Hecha esta exposición sobre la tipología general, podemos pasar a profundizar ahora en algunas de las figuras más clásicas de la TAA, a fin de entender el origen de todas las especulaciones y contrastar las lecturas académica y alternativa.

Iconos clásicos de los antiguos astronautas

Para empezar con los típicos seres voladores, podemos citar las pinturas prehistóricas de Valcamonica (Italia) que muestran unas esquemáticas figuras humanas flotantes que destacan por poseer una especie de halo con radios (o rayos) en la cabeza. En lo referente a los grandes geoglifos que representan figuras humanoides cabe destacar el famosísimo astronauta de Nazca (de aspecto más bien robótico), algunas figuras de Palpa –ambas en Perú– o el Gigante de Atacama (Chile). Para los seguidores más entusiastas de la TAA no habría prueba más evidente que la representación de unos seres humanoides realizados para ser vistos desde el cielo, esto es, la morada de los supuestos dioses-astronautas.

Estatuilla dogu
Si hablamos ahora de la tipología “escafandra”, podríamos destacar unas pequeñas estatuillas procedentes del Japón prehistórico llamadas dogu, a las cuales se ha querido relacionar con figuras de astronautas. Según lo que nos dice la arqueología, dichas esculturas antropomorfas de terracota se han encontrado principalmente en la zona oriental del Japón, y datan del llamado periodo Jomon[2]. Su tamaño es variable, pero la de mayor altura que se ha encontrado entera es de 42 cm. En cuanto a las formas, exhiben una figura humana distorsionada y compacta, con cabezas de diversas formas (apuntada, triangular, en forma de corazón...), con pequeñas manos y pies. A veces presentan una decoración de trazos geométricos y en algunos casos estuvieron pintadas. Sobre su significado, se han propuesto varias teorías, pero no se sabe nada con certeza. Se ha dicho que podrían ser representaciones de diosas-madre o símbolos de fertilidad. También se ha barajado la posibilidad de que fueran representaciones de espíritus o guías para el más allá, dado que generalmente se han encontrado en contextos funerarios. Y otra hipótesis es que se tratase de un tipo de figuras personales a las cuales se podría transferir mágicamente alguna dolencia o adversidad.
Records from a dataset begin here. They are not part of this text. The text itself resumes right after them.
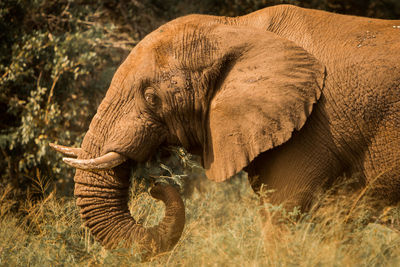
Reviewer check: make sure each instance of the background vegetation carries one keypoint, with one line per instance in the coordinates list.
(57, 58)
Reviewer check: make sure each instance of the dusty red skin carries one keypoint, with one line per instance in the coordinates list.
(293, 96)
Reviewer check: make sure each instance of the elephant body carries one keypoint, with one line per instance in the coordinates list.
(295, 97)
(355, 126)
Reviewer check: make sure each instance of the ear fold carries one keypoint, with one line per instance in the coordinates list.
(268, 92)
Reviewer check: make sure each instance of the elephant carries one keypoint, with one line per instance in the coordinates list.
(295, 97)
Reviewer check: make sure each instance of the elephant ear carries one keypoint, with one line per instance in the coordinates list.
(268, 91)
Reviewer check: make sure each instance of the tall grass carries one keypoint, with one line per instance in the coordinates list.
(223, 228)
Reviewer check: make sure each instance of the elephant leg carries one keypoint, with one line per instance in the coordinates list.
(296, 172)
(382, 162)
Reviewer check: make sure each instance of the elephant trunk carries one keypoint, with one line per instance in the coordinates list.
(102, 196)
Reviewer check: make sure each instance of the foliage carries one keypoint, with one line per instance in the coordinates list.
(57, 59)
(221, 230)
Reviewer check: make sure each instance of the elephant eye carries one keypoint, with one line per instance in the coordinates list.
(151, 98)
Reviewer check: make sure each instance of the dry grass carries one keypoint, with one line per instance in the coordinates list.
(223, 229)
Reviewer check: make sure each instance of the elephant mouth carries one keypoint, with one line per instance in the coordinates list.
(108, 161)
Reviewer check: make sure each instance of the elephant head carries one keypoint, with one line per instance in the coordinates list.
(225, 92)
Ya en el campo alternativo, la lectura personal de Von Däniken y de otros autores se ha centrado en un tipo en particular de figuras: las Shakōkidogū o estatuillas de anteojos. Así, donde los arqueólogos no vieron nada particular, los seguidores de la TAA observaron algo similar a un traje espacial, un posible casco, una especie de correaje y unas grandes gafas que destacan poderosamente. La arqueología ha sugerido que tales gafas o anteojos podrían ser una especie de primitivas gafas solares que usaban los inuit (esquimales), una especie de ojeras opacas con una estrecha abertura en el medio para facilitar la visión. Pero no existen mejores explicaciones.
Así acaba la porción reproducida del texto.